There is always another habit to optimize.
Another mindset to correct.
Another version of ourselves to become.
Even healing can quietly become another form of self-rejection.
We approach ourselves as if we are problems in need of solutions rather than human beings in need of relationship.
And often, this way of relating to ourselves becomes so normalized that we no longer notice it.
We monitor ourselves constantly.
Evaluate ourselves constantly.
Try to improve ourselves constantly.
Am I healing enough?
Am I grounded enough?
Am I productive enough?
Am I calm enough?
Am I self-aware enough?
Somewhere along the way, many of us learned that our worth lived in progress. In performance. In becoming.
But what if there is another way to relate to yourself?
What if healing is not about finally becoming someone acceptable?
What if it is about becoming more willing to know the person already here?
Not the perfected version.
Not the regulated version.
Not the version that finally has everything figured out.
This one.
The one carrying exhaustion.
The one trying hard to hold everything together.
The one who feels uncertain sometimes.
The one who adapted in ways that once made sense.
The one whose body has been communicating all along.

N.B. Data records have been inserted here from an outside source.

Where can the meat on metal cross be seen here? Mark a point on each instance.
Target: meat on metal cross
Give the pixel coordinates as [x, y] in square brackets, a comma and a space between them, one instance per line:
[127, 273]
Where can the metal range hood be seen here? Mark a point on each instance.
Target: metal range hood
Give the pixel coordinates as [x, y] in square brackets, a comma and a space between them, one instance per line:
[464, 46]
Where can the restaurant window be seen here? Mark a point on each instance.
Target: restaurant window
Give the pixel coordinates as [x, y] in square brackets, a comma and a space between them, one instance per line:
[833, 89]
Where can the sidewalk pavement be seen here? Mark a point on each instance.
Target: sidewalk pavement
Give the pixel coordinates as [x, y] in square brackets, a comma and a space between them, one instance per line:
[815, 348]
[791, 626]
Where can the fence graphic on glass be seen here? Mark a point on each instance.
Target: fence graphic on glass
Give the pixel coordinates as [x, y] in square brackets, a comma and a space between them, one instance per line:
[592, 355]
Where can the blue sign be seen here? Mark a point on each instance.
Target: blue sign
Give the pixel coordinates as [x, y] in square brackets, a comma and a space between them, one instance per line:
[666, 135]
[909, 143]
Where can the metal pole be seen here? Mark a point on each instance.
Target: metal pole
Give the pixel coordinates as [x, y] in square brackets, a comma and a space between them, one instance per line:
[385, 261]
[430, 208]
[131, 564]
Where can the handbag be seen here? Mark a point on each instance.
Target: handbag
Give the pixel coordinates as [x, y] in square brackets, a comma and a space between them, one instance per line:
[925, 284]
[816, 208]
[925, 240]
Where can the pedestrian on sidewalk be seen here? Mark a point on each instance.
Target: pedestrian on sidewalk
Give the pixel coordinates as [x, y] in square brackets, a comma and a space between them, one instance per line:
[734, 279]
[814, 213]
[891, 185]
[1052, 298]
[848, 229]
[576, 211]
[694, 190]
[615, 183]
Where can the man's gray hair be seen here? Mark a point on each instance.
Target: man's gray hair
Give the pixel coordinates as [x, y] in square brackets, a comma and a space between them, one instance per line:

In trauma-sensitive spaces, this shift matters deeply.
Because many people are already living in relationships with themselves built around self-monitoring, self-correction, and survival.
And sometimes wellness spaces unintentionally reinforce that dynamic:
push harder,
heal faster,
be more positive,
stay regulated,
transcend discomfort.
But bodies are not machines.
And healing is rarely linear.
Sometimes what changes us most is not learning how to control ourselves better, but learning how to remain in relationship with ourselves when things feel difficult, messy, activated, numb, uncertain, or unfinished.
What if your body is not failing you?
What if it has been adapting, protecting, communicating, and surviving in the only ways it knew how?
And what if the goal is not to override those responses, but to begin listening differently?
To become curious instead of corrective.
To notice instead of immediately judging.
To make room for choice instead of forcing compliance.
Maybe this is what it means to arrive instead of achieve.
Not giving up on growth.
Not abandoning change.
But loosening the belief that you must become someone else before you are worthy of your own care.
Because relationship changes things.
Not perfection.
Not performance.
Not optimization.
Relationship.
And perhaps one of the most meaningful questions we can ask ourselves is not:
“How do I fix myself?”
But:
“What happens if I begin relating to myself like someone worth knowing now?”